Notes on DC Snipers

I-95 through the DC area is a route with attendant delays even on the best of afternoons. Yet on the afternoon of Friday, October 11, the culmination of a week of what are being called sniper attacks at gas stations and other repositories of the public trust, I-95 was a route on which the travelers are beset by more than the sclerosis of afternoon traffic. These travelers were beset by state terror in one of the purer senses of the term, as “pro-active” law enforcement search “every white van within 100 miles”, as reported by Cliff Van Zandt on MSNBC. Adding to the uncertainty was [and to hear certain newscasters, is] the prospect of a roadway full of folks in stalled-out cars, idled beyond the limits of their gas tanks. After all, who would risk pumping gas when a fill-up earns you a bullet to the head in addition to the free carwash?

Chris Jansing reported with approval that “the schools are under lockdown” because of this national menace, this extra bullet or two a day. Her broadcast colleague in the Guardian Angel getup told us that we’re “better off safe than sorry” even as he expressed concern over how the recent spike in the DC area’s murder rate might affect turnout at the Christian Coalition event Saturday. All these serious news people, talking with such concern about this spate of murders in DC of all places. As if they had never spent time in Southeast DC, or had never seen two winos beating all hell out of each other on a Metro train for no apparent reason, as neither of them looked to have anything left worth protecting.

Better to be safe than sorry. I’m sure that’s what Tom Daschle, who imagines that he’ll be appointed President one day, was thinking when he predictably capitulated and lent his support to our Hessians cakewalking through Baghdad to serve and protect the interests of the world’s oil companies. “Both parties should speak with one voice” on critical issues like this war on Iraq, apparently somehow still in doubt even as US forces bomb the Basra airport more often than I water my plants.

“The threat posed to us could be tantamount to an attack,” Daschle said in an interview with Pat Buchanan and Bill Press, and who are we to doubt the Senate Majority Leader? After all, the polls are with the Government’s official position, as has been so often the case since the 1991 ground attack on Iraq. The polls are with them, even as Ari Fleischer teases us with visions of a nice, clean assassination attempt on Saddam. And these visions have their allure, just as phrases like “could be tantamount” have their utility for those too craven to stand in the way of this next set of massacres.

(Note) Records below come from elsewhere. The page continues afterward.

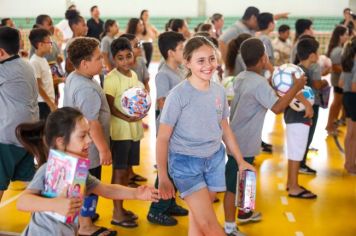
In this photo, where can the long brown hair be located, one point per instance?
(335, 38)
(38, 137)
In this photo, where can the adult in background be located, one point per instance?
(217, 20)
(18, 102)
(95, 24)
(149, 34)
(282, 45)
(349, 21)
(64, 27)
(248, 24)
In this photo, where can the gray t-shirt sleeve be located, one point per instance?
(105, 45)
(265, 95)
(38, 181)
(316, 72)
(89, 102)
(36, 68)
(162, 85)
(226, 110)
(91, 183)
(335, 56)
(171, 110)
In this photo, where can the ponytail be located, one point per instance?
(37, 138)
(233, 49)
(108, 23)
(31, 136)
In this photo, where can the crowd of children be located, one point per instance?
(193, 116)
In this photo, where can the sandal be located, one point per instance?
(125, 223)
(132, 215)
(95, 217)
(304, 194)
(100, 231)
(138, 178)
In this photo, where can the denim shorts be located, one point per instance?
(191, 173)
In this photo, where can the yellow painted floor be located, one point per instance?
(332, 213)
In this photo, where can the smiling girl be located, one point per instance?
(192, 127)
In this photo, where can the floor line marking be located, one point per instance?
(284, 200)
(9, 233)
(281, 187)
(290, 217)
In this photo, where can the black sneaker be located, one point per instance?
(161, 219)
(307, 170)
(176, 210)
(266, 147)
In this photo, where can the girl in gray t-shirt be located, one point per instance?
(67, 130)
(192, 127)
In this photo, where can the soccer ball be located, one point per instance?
(308, 94)
(228, 84)
(135, 102)
(282, 79)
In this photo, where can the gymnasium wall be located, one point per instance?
(168, 8)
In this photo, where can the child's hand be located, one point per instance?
(299, 83)
(52, 106)
(166, 189)
(67, 206)
(246, 166)
(105, 157)
(135, 119)
(309, 112)
(147, 193)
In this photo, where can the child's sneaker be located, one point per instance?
(236, 232)
(307, 170)
(252, 216)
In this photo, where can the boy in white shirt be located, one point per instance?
(41, 41)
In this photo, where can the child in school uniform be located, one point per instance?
(253, 97)
(348, 83)
(192, 127)
(125, 131)
(19, 94)
(169, 75)
(66, 130)
(82, 92)
(298, 123)
(41, 41)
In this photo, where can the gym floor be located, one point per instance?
(332, 213)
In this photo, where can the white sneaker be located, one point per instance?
(236, 232)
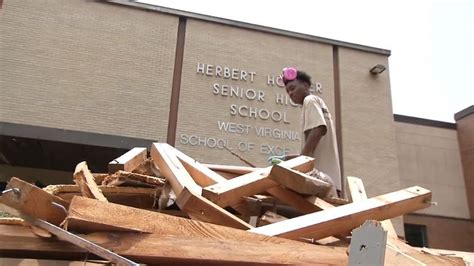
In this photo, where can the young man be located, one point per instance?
(319, 137)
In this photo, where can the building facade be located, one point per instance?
(85, 80)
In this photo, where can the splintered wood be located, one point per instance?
(220, 214)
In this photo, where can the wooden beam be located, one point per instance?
(340, 219)
(232, 169)
(138, 197)
(87, 216)
(202, 209)
(231, 191)
(202, 175)
(185, 250)
(294, 200)
(171, 168)
(120, 177)
(358, 194)
(85, 180)
(270, 217)
(128, 161)
(20, 242)
(33, 201)
(299, 182)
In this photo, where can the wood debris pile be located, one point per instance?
(168, 208)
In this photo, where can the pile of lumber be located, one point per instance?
(168, 208)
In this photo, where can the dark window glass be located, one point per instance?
(415, 235)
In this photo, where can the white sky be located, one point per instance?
(432, 41)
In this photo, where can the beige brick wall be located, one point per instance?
(251, 51)
(88, 66)
(368, 131)
(429, 157)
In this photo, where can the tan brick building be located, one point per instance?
(84, 80)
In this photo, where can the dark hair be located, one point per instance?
(301, 76)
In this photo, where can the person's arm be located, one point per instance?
(313, 136)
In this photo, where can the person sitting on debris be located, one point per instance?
(317, 126)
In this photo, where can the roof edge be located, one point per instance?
(423, 121)
(463, 113)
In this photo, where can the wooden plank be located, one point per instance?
(231, 169)
(202, 175)
(156, 249)
(128, 161)
(20, 242)
(120, 177)
(270, 217)
(85, 180)
(76, 240)
(299, 182)
(294, 200)
(184, 250)
(202, 209)
(33, 201)
(340, 219)
(358, 194)
(87, 215)
(138, 197)
(174, 171)
(231, 191)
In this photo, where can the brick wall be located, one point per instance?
(86, 65)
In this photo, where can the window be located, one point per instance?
(415, 235)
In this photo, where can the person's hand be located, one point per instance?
(276, 159)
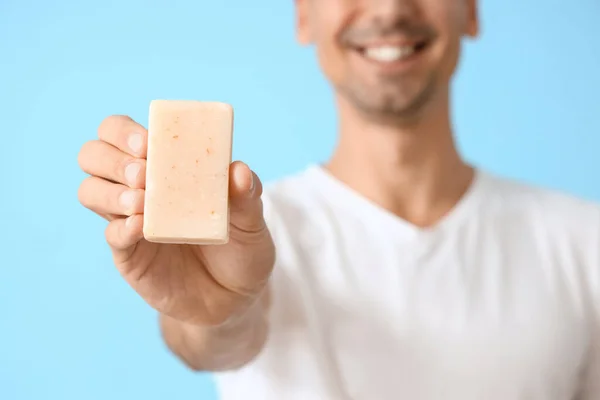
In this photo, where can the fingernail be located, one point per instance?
(126, 200)
(131, 172)
(135, 142)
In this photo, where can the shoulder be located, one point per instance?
(289, 199)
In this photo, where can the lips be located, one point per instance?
(391, 53)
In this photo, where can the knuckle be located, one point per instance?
(118, 168)
(85, 153)
(112, 123)
(111, 234)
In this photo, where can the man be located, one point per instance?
(401, 272)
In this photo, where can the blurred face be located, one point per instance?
(387, 58)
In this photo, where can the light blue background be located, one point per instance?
(70, 329)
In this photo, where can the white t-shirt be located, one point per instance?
(499, 301)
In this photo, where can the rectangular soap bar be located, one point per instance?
(187, 172)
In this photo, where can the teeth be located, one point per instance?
(389, 53)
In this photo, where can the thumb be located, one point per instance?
(246, 209)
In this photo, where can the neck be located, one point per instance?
(412, 169)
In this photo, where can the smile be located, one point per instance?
(391, 53)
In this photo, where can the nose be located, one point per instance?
(392, 9)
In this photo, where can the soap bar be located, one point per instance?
(187, 172)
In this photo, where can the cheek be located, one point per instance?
(331, 54)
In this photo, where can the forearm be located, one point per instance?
(225, 347)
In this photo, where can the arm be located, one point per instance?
(228, 346)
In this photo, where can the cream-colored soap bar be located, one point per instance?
(187, 172)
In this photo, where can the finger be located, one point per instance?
(123, 233)
(104, 197)
(125, 134)
(245, 190)
(103, 160)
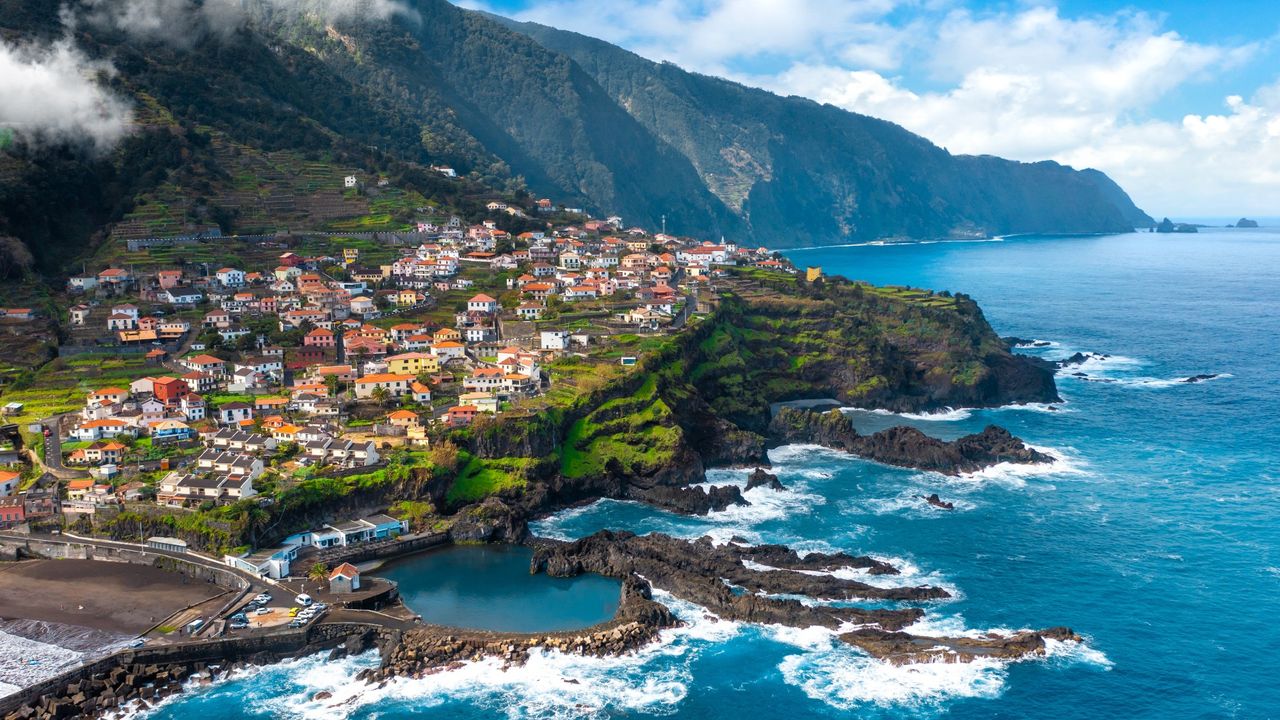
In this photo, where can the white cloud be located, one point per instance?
(51, 94)
(1025, 83)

If we in fact are involved in a “War on Terror”, the recent spate of shootings could be interpreted as abject failure if it weren’t so clear that the sniper attacks are being used, like so many “high-profile crimes” this summer, as grist for the propaganda mill. The case could not be made directly for Amber Alerts or for surveillance technology as part and parcel of the public square. Cases for tyranny and the instruments thereof have to be made on the slant, as they have been at least since the days of Lincoln; clearly, the Bush people know that as well as anyone could, and are acting accordingly.